Alfie Quinn es un fascinante thriller cuya trama, literalmente, impide que te desenganches de su lectura.
Alfie Quinn
Adrià P. Xancó
www.edicionesoblicuas.com
Alfie Quinn
© 2015, Adrià P. Xancó
© 2015, Ediciones Oblicuas
EDITORES DEL DESASTRE, S.L.
c/ Lluís Companys nº 3, 3º 2ª
08870 Sitges (Barcelona)
info@edicionesoblicuas.com
ISBN edición ebook: 978-84-16341-55-9
ISBN edición papel: 978-84-16341-54-2
Primera edición: junio de 2015
Diseño y maquetación: Dondesea, servicios editoriales
Ilustración de cubierta: Héctor Gomila
Queda prohibida la reproducción total o parcial de cualquier parte de este libro, incluido el diseño de la cubierta, así como su almacenamiento, transmisión o tratamiento por ningún medio, sea electrónico, mecánico, químico, óptico, de grabación o de fotocopia, sin el permiso previo por escrito de EDITORES DEL DESASTRE, S.L.
www.edicionesoblicuas.com
1
Supongo que lo merezco, supongo… que tenía que ocurrir. Llevaba tanto tiempo buscando una buena historia, una idea lo suficientemente original para escribir mi primera novela, que ha sido finalmente ella la que ha acabado encontrándome a mí.

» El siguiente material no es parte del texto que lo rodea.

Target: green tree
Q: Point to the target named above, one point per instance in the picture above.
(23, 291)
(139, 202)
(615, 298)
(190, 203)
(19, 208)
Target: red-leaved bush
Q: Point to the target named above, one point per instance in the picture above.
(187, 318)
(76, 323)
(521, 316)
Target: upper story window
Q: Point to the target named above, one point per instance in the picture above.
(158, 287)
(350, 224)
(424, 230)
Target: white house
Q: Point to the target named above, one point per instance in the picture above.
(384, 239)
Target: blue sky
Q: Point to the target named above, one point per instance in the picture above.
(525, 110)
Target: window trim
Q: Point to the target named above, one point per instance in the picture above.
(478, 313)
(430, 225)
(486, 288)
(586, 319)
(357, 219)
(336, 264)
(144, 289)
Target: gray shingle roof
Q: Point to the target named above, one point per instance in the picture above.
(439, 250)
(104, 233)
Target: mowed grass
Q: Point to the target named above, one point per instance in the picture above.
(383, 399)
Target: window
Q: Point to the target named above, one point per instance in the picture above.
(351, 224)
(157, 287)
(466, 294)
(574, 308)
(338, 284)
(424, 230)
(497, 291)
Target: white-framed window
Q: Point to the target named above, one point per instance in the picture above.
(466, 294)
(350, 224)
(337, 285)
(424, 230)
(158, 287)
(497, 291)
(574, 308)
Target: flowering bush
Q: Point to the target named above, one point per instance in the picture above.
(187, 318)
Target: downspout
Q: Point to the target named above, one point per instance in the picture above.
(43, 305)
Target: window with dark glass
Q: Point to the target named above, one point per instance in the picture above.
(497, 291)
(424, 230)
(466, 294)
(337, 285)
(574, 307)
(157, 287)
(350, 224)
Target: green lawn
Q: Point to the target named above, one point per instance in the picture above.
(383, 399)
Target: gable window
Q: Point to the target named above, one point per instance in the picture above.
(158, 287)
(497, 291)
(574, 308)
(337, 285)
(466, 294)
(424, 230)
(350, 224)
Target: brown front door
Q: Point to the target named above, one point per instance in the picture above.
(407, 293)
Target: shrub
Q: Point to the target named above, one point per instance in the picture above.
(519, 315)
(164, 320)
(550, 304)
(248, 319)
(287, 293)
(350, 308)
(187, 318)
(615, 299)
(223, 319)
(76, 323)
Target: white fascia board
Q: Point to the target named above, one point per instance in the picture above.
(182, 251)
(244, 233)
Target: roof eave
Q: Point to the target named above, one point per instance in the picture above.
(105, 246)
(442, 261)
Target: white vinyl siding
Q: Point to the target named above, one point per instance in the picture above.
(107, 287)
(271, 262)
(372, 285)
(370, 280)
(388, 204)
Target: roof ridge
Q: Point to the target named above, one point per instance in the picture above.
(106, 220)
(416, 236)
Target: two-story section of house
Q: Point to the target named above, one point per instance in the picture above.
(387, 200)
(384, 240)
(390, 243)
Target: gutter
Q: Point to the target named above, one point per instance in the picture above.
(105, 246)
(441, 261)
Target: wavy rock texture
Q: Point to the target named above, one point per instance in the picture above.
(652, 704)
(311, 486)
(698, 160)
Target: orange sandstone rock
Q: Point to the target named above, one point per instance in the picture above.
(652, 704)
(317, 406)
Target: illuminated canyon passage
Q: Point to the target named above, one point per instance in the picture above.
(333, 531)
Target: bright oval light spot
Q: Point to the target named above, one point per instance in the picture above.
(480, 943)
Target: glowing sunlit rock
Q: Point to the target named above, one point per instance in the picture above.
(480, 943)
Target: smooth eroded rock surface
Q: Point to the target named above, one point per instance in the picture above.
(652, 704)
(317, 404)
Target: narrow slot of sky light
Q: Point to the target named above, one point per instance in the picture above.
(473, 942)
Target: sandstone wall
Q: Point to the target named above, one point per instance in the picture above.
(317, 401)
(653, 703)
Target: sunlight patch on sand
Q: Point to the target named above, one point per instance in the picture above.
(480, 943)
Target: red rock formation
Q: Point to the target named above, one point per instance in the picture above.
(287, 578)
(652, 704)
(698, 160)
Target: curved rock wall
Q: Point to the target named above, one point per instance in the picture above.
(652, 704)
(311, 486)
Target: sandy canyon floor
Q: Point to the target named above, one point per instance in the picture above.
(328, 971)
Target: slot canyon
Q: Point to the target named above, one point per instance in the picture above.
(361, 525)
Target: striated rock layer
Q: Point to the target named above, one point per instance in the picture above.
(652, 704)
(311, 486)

Mi nombre es Alfie, Alfie Quinn.
Bueno, en realidad ese no es mi verdadero nombre. Mi verdadero nombre es Alfredo Reina, tengo veinticuatro años y nací en Barcelona. Cuando tenía diecisiete, decidí que quería ser escritor, y para serlo, necesitaba dos cosas: una buena idea, como ya he dicho, y un buen nombre. El nombre siempre me ha parecido un elemento importante, para cualquier persona, pero especialmente para un escritor. Un nombre es un sello que nos distingue, una marca de estilo, una definición. ¿Qué sería de Hemingway sin ese apellido tan poderoso que con solo pronunciarlo ya nos remite a su fuerte personalidad; a su afición por la bebida y el boxeo? ¿O de Poe, sin ese «Edgar Allan» que lo acompaña y que le confiere un aire terrorífico de asfixia constante y misticismo medieval a todo lo que le rodea? El nombre nos identifica y nos clasifica, nos describe antes de poder presentarnos, nos marca al nacer. Por eso es tan importante, y por eso debía cambiar el mío.
Alfredo me resultaba aburrido, obsoleto, pasado de moda. Mi padre también se llamaba Alfredo, igual que mi abuelo. Personalmente, siempre he creído que las tradiciones familiares, en general, acostumbran a ser bastante absurdas, y la de pasar un nombre de padres a hijos no resulta ninguna excepción.
Nací un viernes, 13 de enero de 1989. Viernes y trece. Una fecha bastante apropiada teniendo en cuenta lo que sería mi vida.
Afortunadamente, crecí en un ambiente de clase media en el que se apoyaba la locura, se incentivaba soñar y las supersticiones no eran más que eso: supersticiones, creencias heredadas por una sociedad en decadencia absorbida por la religión.
A lo largo de mi infancia, por lo tanto, nunca le di mayor importancia al hecho de haber nacido en un día tan mal señalado. No obstante, a medida que he ido creciendo, he empezado a pensar que, cuando llegué a este mundo, es posible que trajera la mala suerte conmigo.
Mis padres, Alfredo y Montserrat, dedicaron sus vidas a la enseñanza. Ambos trabajaron como profesores en la escuela secundaria Sagrado Corazón. Actualmente, sin embargo, ya están jubilados. Se conocieron en la facultad, mientras estudiaban. Y aquello que empezó como un flechazo entre dos jóvenes universitarios fue madurando y, con los años, yo me acabé convirtiendo en la prueba viviente de su amor.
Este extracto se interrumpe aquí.